Размер шрифта
-
+

Зеркало Ноя - стр. 17

– У меня ситуация хуже, – кивал ему в ответ папа и дымил папиросой, – призвали меня в тридцать девятом, сразу после института. В лейтенантах был, сапёрным батальоном командовал. Западную Украину и Белоруссию освобождал ещё в октябре тридцать девятого, а с началом войны попал со своим батальоном в великолукский котёл. Вышел из окружения зимой сорок второго года, и сразу мне вкатали десятку лагерей. За измену Родине. Во враги народа, понимаешь ли, записали…

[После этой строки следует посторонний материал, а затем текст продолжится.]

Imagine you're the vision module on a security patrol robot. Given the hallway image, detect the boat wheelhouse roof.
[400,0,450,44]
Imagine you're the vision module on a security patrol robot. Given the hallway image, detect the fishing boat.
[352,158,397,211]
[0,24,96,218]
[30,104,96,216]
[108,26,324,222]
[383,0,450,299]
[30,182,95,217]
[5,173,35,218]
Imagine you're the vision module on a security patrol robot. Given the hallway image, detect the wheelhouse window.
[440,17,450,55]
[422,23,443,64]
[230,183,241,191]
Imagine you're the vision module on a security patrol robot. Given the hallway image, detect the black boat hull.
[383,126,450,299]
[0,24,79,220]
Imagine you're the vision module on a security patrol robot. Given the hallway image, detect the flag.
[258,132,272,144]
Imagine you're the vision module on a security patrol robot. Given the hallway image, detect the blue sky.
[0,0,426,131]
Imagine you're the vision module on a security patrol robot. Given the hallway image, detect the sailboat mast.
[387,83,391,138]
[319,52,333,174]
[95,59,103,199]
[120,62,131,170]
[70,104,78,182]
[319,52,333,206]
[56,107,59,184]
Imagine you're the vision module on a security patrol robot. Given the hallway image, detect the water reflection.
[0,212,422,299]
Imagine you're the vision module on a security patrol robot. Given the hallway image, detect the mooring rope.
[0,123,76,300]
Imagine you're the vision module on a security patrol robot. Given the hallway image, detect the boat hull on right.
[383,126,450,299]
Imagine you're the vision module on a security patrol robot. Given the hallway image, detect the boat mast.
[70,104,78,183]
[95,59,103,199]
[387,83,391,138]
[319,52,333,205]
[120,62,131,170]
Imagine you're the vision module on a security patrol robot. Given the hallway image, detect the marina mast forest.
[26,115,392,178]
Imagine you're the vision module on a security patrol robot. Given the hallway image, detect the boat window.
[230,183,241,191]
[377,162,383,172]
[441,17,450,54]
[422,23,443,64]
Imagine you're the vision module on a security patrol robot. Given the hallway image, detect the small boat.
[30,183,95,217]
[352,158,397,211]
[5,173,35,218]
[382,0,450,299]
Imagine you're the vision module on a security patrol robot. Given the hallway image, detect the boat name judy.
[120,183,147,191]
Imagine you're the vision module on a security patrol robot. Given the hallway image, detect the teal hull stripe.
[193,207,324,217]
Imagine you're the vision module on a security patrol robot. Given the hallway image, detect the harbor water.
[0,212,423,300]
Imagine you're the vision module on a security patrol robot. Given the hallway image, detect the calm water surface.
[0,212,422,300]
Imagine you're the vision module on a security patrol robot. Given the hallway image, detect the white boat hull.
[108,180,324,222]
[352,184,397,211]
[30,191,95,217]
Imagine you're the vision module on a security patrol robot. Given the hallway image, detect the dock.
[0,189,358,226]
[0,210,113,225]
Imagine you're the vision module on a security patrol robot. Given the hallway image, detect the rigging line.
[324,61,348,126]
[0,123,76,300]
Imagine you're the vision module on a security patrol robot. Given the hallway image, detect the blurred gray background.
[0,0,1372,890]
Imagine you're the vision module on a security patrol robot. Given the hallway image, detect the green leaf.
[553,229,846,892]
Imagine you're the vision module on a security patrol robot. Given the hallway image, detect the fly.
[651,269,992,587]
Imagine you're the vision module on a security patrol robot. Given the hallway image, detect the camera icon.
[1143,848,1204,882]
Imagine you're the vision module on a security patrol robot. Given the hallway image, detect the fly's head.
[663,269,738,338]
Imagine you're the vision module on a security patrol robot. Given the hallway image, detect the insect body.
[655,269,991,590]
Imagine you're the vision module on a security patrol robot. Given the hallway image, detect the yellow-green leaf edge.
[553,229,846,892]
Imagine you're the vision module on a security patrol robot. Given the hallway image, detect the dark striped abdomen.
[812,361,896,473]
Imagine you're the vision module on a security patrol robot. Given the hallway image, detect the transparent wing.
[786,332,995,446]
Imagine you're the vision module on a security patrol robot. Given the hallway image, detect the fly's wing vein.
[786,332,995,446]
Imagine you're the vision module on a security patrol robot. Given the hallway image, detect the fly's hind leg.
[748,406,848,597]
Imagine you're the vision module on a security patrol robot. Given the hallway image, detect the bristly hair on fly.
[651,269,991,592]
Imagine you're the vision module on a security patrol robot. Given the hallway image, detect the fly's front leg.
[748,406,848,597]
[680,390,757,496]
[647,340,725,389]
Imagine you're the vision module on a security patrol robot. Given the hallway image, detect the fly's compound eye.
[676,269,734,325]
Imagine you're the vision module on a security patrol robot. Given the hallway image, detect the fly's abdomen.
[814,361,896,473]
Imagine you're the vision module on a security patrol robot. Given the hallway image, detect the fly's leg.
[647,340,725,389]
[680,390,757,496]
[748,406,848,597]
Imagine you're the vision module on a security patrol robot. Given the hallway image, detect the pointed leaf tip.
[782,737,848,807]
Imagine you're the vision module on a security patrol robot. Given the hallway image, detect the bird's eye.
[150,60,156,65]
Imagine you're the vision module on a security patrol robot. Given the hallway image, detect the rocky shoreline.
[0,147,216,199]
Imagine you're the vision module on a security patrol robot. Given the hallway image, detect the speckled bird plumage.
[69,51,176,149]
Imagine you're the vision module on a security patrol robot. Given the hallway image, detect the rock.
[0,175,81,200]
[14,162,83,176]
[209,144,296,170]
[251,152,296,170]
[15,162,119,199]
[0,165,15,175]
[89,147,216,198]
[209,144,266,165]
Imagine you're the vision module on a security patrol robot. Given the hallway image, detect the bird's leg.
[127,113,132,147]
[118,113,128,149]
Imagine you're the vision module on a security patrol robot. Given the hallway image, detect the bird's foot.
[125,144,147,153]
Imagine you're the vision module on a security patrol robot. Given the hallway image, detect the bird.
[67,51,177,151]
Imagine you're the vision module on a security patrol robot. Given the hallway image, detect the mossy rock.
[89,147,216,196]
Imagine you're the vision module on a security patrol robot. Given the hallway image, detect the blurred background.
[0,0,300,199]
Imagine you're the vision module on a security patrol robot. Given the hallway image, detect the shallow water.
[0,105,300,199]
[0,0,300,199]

– Да, было такое, – согласно кивал головой дядя Саша, – и что обидно: ведь люди-то и в самом деле искренне считали, что если человек не погиб, а, побывав в плену, вернулся к своим, то предал Родину, и потому нет ему никакого снисхождения… Мы, то есть те, кто были на передовой, об этом и знать ничего не знали, зато рядом со своими самолётами дневали и ночевали. Звёздочки геройские получали и считали, что именно мы та элита, которой Родина обязана гордиться.

– А что у тебя было потом? – Папа невесело вслушивался в его слова, но думал о чём-то своём.

– Потом я вернулся домой в Крым и обнаружил, что никого из моих здесь уже нет – ни родственников, ни знакомых, ни стариков. Нас, крымских татар, которые испокон веков жили здесь, оказывается, в одночасье собрали с вещами, погрузили в теплушки и отправили в Казахстан, Сибирь. Да мало ли ещё куда…

– Всех-всех твоих родных? Как они посмели? Ведь ты герой! К тебе должны были с уважением отнестись!

– Я приехал сюда, и стал их разыскивать. Письма строчил во все инстанции, по райкомам ходил, в военкомате кулаком по столу стучал, военкому чуть рожу не набил… А мне, знаешь, что везде отвечали? Мол, заткни свою геройскую звезду себе в одно место и не рыпайся. Это на фронте ты был героем, а здесь свои герои. Сиди тихо, тогда, может, не вспомнят, что ты татарин и тебе здесь не место. И никто на твои боевые заслуги не посмотрит, если под раздачу попадёшь.

– Ты так и не нашёл своих родных?

– А как? Ехать куда-то и искать ветра в поле, ведь ни на одну свою бумажку я ответа не получил? А мне уже серьёзно грозили, что могу и сам туда под конвоем отправиться, если продолжу шуметь… Так и работаю до сих пор простым шоферюгой. Не живу, а существую. Смотрю иногда на свои награды, – он провёл пальцем по орденам, и те слабо звякнули, – и думаю, на кого ж ты их, капитан, променял? Разве стоит даже самая большая золотая звезда слезинки твоей матери или печального вздоха твоего отца?!

– Значит, мне всё-таки больше, чем тебе, повезло, – вдруг сказал папа, – хоть я и в бараках северных десять лет гнил, немало своих друзей в мёрзлую тундру зарыл, до сих пор во врагах народа числюсь, но… своих родных нашёл. На Урал они попали, в эвакуацию. Туда после освобождения и отправился. Правда, моя первая жена, на которой я женился ещё до войны, отреклась от меня, как от врага народа, но я встретил другую женщину, и она родила мне вон его… – папа указал на меня пальцем и слегка приобнял.

– Да, ты и в самом деле счастливый человек, – вздохнул дядя Саша и тоже хотел погладить меня по голове, но не стал. – Завидую тебе. Все бы свои звёзды отдал за такого пацана…


Домой мы с папой вернулись уже в полной темноте. Я сразу отправился спать, но в открытое окно видел, как папа долго сидел на лавке у дверей дома, курил одну папиросу за другой и всё время почему-то вздыхал.